It is time to take a stand against the orthodoxy that partnerships (including LLPs) are able to enforce wide-ranging and lengthy post-termination restrictions against departing partners. It is time to say that the leading authority of Bridge v Deacons is out of date and no longer good law.
Robin Bridge was an equity partner in Deacons, a law firm in Hong Kong. He left in 1982, receiving a substantial payment for his share of the partnership. He then set up his own practice acting for former clients of his old firm. Unfortunately for him, the Deacons partnership agreement included onerous restrictions. One of these prevented him, for five years, from acting as a solicitor in Hong Kong for any person who had been a client of Deacons within the three years prior to his departure. Deacons successfully applied for an injunction to enforce this restraint.
- Although Mr Bridge had contact with less than 10% of Deacons’ clients, the Privy Council held that he owned, together with the other partners, the whole of the assets, notwithstanding any ‘departmentalisation’ of the practice.
- Strangely, the Privy Council said a restriction limited to clients for whom Mr Bridges had personally acted ‘might well be difficult to apply’ and felt that such a clause ‘might work very unfairly in the case of a partner who for some reason had acted for only a small number of clients.’ These days, when considering whether such a restraint is enforceable against employees, a limitation restricting it to clients the employee actually knew is generally required by the courts.
- Although there was no evidence to justify the duration of the restriction, the Privy Council felt this was ‘hardly susceptible of proof by specific evidence’. In today’s employment cases, these clauses have to be justified by those seeking to enforce them.
- On the palpably excessive five years, the Privy Council said ‘there appears to be no reported case where a restriction which was otherwise reasonable has been held to be unreasonable solely because of its duration’. Again, in modern employment disputes, excessively long covenants are regularly struck down.
- As for the justification for upholding this anti-competitive regime, the Privy Council said ‘there is a clear public interest in facilitating the assumption by established solicitors’ firms of younger men as partners’. This gender-specific language indicates how much times have changed since this decision. It is time to have another look at not only the language but also the reasoning.
If two solicitors enter into partnership with each other, each will (probably) have a reasonable bargaining position. A solicitor promoted to a bigger partnership is likely to have little influence over the terms of the partnership deed. A firm could change strategic direction against a partner’s will and yet enforce the restrictions against that partner. Of course, it is always open to the solicitor to decline partnership (just as it is open to any employee to decline an offer of employment) but the imbalance of bargaining power needs to be taken into account.

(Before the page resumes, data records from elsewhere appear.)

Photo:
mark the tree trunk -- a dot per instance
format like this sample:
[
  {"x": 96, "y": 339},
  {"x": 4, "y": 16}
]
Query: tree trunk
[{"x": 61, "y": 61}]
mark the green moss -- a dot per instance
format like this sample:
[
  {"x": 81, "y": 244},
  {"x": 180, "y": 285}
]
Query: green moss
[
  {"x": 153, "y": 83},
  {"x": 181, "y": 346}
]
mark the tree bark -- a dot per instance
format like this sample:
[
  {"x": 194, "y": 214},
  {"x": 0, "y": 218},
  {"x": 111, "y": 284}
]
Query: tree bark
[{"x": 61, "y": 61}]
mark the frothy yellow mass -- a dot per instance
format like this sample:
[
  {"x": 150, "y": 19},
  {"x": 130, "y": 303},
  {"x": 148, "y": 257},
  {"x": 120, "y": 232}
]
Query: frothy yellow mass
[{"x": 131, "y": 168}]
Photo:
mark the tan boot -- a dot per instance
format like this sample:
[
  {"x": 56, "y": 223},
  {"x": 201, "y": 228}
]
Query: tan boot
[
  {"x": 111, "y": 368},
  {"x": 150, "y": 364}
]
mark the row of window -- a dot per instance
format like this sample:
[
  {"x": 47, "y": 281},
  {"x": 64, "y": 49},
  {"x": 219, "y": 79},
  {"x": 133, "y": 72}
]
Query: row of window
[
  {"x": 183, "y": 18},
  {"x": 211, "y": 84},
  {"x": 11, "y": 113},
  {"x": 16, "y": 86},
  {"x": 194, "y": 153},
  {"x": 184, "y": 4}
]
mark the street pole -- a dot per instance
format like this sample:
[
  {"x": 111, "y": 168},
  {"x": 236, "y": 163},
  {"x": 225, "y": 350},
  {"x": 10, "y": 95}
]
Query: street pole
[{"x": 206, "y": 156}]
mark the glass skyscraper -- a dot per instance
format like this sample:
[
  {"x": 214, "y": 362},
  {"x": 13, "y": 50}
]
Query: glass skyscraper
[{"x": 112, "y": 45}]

One reason why Bridge v Deacons has not yet been challenged is because of the practical reality – it will annoy the clients! When lawyers move from firm to firm, a commercial deal tends to be struck and the courts are rarely troubled. Another is that most firms have arbitration clauses in their LLP deeds, so disputes that are contested tend to be played out behind closed doors.
There may be some merit in the view that, as a part-owner of a business, a partner should be subject to different rules on covenant enforceability, the authority of Bridge v Deacons should not lead partnerships to be too complacent. (Not least because Privy Council decisions, while persuasive, are technically not binding on English courts). Lengthy restrictions may be unreasonable in many modern partnerships and someone (me!) is bound to challenge the long-held assumption that, in this area, partnerships can get away with almost anything.